(Be)Longing (Volta à Terra)
First-time director João Pedro Plácido’s freshman effort, (Be)Longing, strives to capture the jarring juxtaposition that occurs when a lifestyle rooted in centuries-old traditions collides with the realities of youth’s modern-day expectations. The subject of this documentary is 21-year-old Daniel, a farmer with a ninth-grade education living in the rural Portuguese countryside who prides himself on working the land and lacks the desire for urban living held by most others of his generation.
The action is centered in the tiny farming village of Uz, a tight-knit and insular community. Daily life revolves around an ongoing series of tasks that range from the rigorous (harvesting wheat, pushing a stalled tractor out of the mud) to the gruesome (slaughtering livestock). Daniel is one of a few bachelors in the village; while clearly capable in his farmhand duties, he endures regular teasing from his elders about everything from his “lazy” 7am wake-up time to his weak style of tilling soil. The world he inhabits is focused on the values of work and family and Daniel is satisfied with this.

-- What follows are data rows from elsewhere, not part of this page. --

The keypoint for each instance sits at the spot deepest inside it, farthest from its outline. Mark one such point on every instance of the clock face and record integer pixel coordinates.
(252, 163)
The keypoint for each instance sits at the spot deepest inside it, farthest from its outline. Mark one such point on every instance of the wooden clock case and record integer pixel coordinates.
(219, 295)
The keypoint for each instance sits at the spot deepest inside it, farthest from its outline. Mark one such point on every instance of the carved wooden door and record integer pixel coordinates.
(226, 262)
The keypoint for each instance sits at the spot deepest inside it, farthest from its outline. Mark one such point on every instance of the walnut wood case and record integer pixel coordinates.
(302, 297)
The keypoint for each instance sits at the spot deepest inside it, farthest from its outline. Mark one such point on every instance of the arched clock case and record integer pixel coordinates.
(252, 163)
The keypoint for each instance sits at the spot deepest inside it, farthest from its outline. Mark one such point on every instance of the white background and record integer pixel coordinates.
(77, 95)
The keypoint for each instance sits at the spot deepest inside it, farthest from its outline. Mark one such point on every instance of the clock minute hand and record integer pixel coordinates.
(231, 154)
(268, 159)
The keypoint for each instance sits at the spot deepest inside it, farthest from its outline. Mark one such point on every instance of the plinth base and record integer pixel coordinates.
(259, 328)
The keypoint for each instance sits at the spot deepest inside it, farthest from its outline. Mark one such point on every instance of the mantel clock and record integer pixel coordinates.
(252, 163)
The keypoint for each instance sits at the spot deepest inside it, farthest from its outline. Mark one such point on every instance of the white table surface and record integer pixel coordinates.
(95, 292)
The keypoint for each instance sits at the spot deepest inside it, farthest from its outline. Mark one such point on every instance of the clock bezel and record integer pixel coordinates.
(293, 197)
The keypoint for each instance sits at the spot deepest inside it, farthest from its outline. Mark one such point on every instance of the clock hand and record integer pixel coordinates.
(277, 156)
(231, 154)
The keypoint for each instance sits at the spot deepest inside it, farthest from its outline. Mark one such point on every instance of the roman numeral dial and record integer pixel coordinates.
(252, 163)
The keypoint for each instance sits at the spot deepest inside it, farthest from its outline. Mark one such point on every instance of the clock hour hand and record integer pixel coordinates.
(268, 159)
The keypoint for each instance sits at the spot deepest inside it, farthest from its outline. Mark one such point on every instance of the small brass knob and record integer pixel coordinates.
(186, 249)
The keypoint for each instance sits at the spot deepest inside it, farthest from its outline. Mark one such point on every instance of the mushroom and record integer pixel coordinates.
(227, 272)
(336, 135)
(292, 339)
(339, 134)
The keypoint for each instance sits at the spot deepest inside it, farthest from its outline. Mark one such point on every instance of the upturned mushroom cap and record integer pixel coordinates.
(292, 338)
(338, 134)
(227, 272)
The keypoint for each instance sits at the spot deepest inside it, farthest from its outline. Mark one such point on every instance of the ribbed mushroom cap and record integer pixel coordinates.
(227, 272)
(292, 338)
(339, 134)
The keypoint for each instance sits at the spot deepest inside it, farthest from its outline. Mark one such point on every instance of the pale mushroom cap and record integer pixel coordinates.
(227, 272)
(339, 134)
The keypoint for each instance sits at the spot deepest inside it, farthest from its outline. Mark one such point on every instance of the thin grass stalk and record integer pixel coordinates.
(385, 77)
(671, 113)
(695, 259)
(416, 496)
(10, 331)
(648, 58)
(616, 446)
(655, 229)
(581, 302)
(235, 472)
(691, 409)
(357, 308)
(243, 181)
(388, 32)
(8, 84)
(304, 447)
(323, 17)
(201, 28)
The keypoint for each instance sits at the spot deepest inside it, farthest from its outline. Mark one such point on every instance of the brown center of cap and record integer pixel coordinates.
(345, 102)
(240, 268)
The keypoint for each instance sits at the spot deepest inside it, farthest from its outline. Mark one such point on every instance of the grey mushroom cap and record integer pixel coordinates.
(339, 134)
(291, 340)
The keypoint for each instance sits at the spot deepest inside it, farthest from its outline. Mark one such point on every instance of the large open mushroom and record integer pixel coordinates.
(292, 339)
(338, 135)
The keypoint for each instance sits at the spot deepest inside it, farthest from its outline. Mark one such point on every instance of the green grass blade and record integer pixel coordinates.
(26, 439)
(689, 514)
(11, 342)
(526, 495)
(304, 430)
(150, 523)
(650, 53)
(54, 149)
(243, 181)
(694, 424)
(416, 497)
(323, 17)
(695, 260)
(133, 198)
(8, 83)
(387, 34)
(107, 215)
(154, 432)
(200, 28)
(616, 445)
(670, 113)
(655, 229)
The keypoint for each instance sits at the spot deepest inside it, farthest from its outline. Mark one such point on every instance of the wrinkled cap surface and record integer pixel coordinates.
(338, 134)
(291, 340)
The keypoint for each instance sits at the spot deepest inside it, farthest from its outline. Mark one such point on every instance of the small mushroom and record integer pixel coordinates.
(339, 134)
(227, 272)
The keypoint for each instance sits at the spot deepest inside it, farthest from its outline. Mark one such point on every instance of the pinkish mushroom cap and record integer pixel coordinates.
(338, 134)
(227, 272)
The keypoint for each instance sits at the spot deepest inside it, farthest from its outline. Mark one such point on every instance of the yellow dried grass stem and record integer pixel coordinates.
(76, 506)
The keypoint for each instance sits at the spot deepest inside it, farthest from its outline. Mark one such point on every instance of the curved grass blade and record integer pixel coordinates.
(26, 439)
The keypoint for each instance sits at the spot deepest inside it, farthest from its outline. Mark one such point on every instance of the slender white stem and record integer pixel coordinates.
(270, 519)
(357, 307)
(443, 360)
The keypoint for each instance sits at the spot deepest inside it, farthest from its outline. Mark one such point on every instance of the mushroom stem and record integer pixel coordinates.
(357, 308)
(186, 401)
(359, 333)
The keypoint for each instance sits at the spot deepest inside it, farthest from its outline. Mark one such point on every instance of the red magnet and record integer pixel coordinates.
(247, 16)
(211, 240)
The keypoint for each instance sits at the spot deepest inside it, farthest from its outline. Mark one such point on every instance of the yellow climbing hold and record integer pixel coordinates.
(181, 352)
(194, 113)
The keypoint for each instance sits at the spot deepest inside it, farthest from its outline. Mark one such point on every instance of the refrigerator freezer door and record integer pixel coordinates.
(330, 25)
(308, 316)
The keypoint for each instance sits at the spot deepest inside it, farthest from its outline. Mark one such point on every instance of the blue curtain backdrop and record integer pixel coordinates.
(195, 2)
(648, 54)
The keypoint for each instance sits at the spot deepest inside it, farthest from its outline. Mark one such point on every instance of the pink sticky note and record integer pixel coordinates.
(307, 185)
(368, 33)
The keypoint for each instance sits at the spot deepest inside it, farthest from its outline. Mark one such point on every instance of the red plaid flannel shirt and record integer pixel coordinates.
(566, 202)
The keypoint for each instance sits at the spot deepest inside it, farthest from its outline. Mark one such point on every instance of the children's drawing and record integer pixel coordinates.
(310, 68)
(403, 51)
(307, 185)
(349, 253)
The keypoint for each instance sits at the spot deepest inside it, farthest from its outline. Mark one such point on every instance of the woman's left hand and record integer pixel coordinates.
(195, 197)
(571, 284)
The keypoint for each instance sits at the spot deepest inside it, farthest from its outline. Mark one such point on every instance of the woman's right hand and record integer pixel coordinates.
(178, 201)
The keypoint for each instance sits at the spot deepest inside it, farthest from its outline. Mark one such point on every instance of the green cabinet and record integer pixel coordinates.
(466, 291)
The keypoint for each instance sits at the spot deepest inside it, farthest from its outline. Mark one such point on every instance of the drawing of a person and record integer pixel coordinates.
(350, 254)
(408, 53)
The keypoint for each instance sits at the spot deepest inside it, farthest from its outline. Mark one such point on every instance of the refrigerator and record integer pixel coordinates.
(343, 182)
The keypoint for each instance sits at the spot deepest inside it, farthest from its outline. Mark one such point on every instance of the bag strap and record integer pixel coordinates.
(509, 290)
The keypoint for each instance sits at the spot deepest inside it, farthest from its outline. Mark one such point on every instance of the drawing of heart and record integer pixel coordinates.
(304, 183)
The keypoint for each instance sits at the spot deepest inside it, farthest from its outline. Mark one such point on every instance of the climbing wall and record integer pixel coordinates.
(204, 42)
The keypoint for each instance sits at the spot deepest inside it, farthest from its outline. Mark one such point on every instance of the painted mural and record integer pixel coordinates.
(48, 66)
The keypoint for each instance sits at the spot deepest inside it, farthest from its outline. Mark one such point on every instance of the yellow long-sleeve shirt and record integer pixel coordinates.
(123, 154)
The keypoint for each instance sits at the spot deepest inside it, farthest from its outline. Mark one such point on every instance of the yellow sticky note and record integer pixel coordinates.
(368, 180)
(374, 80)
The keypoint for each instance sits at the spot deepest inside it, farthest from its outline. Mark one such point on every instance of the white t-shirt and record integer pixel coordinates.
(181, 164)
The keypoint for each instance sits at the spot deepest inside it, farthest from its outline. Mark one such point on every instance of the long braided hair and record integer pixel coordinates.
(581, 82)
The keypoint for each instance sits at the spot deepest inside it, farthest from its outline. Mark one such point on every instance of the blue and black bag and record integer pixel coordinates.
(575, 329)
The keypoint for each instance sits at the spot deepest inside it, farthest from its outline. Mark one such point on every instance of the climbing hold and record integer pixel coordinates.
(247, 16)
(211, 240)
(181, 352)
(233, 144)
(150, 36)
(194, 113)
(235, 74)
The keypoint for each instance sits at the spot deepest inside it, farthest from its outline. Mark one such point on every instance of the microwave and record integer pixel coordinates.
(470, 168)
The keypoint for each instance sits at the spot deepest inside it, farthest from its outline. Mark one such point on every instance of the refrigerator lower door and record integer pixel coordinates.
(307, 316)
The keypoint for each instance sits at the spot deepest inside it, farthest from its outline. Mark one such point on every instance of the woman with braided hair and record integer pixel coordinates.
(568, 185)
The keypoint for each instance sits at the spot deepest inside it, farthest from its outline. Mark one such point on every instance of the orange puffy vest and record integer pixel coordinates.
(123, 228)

While this study is interesting enough, it is not sufficiently engaging for a full 78 minutes. The most intriguing part of the film is the peek into the dating norms of this society. At the village festival, Daniel encounters a very attractive former classmate, who lives in a neighboring town, and becomes smitten. While their chaste exchange is undoubtedly charming, it is not entirely lacking in contemporary courtship rituals (as it turns out, even twenty-something Portuguese farmers have cell phones). Their connection emphasises the stark contrast between young adults who crave to seek the perceived spoils of technology-centric urban life and those who consciously choose to pursue an existence strongly rooted in times gone past.
In addition to directing, Plácido is also credited as cinematographer. There are distinct moments of true beauty: the seasonal changes to the landscape, from lush to gloomy to snow-covered picturesque, are skillfully captured with care. If the overall narrative had only reflected a similar approach to provide a more insightful exploration of these individuals’ lives, it’s likely that it would have resulted in a more compelling feature.
(Be)Longing does not have a UK release date yet.